Question

Consider a $10$ letter word W= CURRICULUM. Number of ways in which $5$letter words can be formed using the letter from the word “W” if each $5$lettered word has exactly $3$different letters, is
A) 360
B) 560
C) 610
D) 720

Answer 1

To solve this question we need to have the knowledge of permutation and combination. The first step is to calculate the number of times each letter has occurred to form the word. Then as per the condition write all the cases required to form a word which question demands for.

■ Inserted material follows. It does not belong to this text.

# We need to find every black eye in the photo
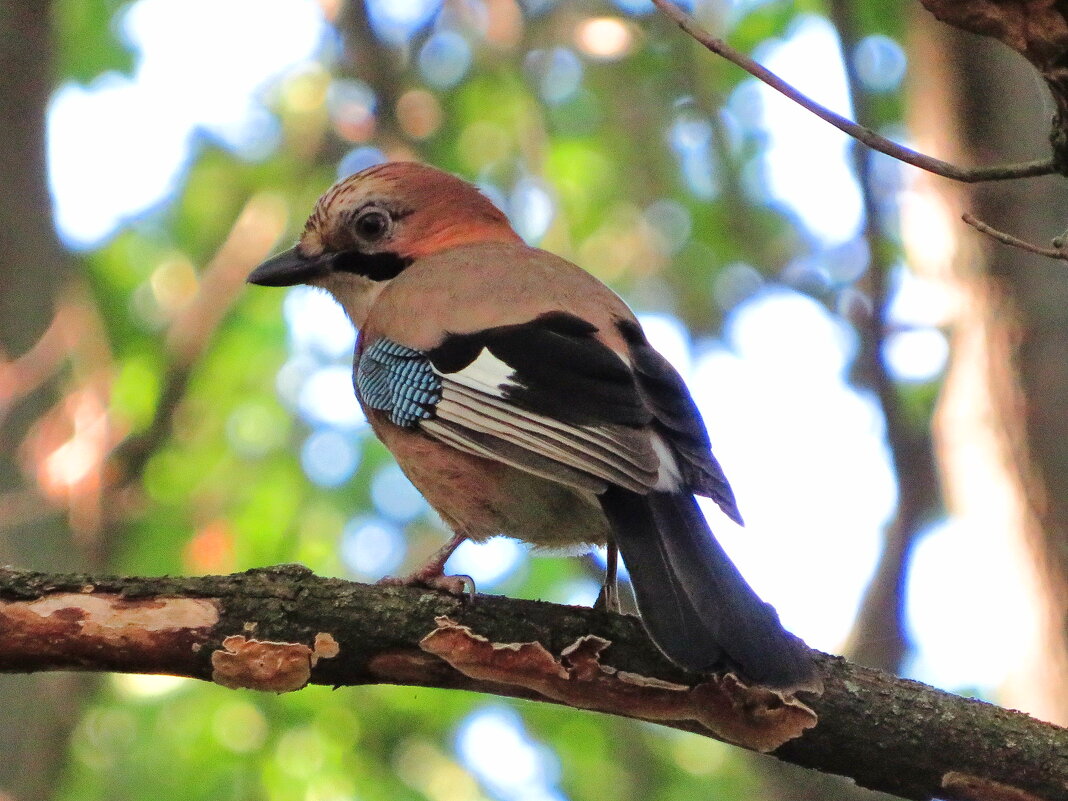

Complete step by step answer:
The question asks us the number of ways in which a five letter word could be made with exactly three different letters from the word CURRICULUM. To solve this the first step will be to divide the problem in cases for making the calculation easier.
On analysing we see that in letter CURRICULUM, “C” occurs twice, “U” occurs thrice , “R” occurs twice , “I” occurs once , “L” occurs once , “M” occurs once. The cases that will be formed are:
Case1: For exactly three different letters all the “U” will be used with any two letters which are different like (“C”,”I”,“I”, “L”, “M”). Number of ways to select these letters are:
$\Rightarrow {}^{5}{{C}_{2}}=\dfrac{5!}{2!\left( 5-2 \right)!}$
$\Rightarrow {}^{5}{{C}_{2}}=\dfrac{5!}{2!\left( 3 \right)!}$
$\Rightarrow {}^{5}{{C}_{2}}=\dfrac{5\times 4\times 3!}{2!\left( 3 \right)!}$
$\Rightarrow {}^{5}{{C}_{2}}=10$
The number of arrangement is =$\dfrac{5!}{3!}\times 10=200$
Case 2: Considering 2”C” and 2”R” to form a word of five letter. Number of ways to select these letters are:
$\Rightarrow {}^{4}{{C}_{1}}=\dfrac{4!}{1!\left( 4-1 \right)!}$
$\Rightarrow {}^{4}{{C}_{1}}=\dfrac{4!}{1!\left( 3 \right)!}$
$\Rightarrow {}^{4}{{C}_{1}}=4$
The number of arrangement is =$\dfrac{5!}{2!2!}\times 4=120$
Case 3: Considering 2”C” and 2”U” to form a word of five letter. Number of ways to select these letters are:
$\Rightarrow {}^{4}{{C}_{1}}=\dfrac{4!}{1!\left( 4-1 \right)!}$
$\Rightarrow {}^{4}{{C}_{1}}=\dfrac{4!}{1!\left( 3 \right)!}$
$\Rightarrow {}^{4}{{C}_{1}}=4$
The number of arrangement is =$\dfrac{5!}{2!2!}\times 4=120$
Case 4: Considering 2”U” and 2”R” to form a word of five letter. Number of ways to select these letters are:
$\Rightarrow {}^{4}{{C}_{1}}=\dfrac{4!}{1!\left( 4-1 \right)!}$
$\Rightarrow {}^{4}{{C}_{1}}=\dfrac{4!}{1!\left( 3 \right)!}$
$\Rightarrow {}^{4}{{C}_{1}}=4$
The number of arrangement is =$\dfrac{5!}{2!2!}\times 4=120$
Now we will be adding the arrangements of all the four cases. On doing this we get:
$\Rightarrow 200+120+120+120$
$\Rightarrow 560$ ways
$\therefore$ Number of ways in which $5$letter words can be formed using the letter from the word “W” if each $5$ lettered word has exactly $3$different letters, is Option $B)560$.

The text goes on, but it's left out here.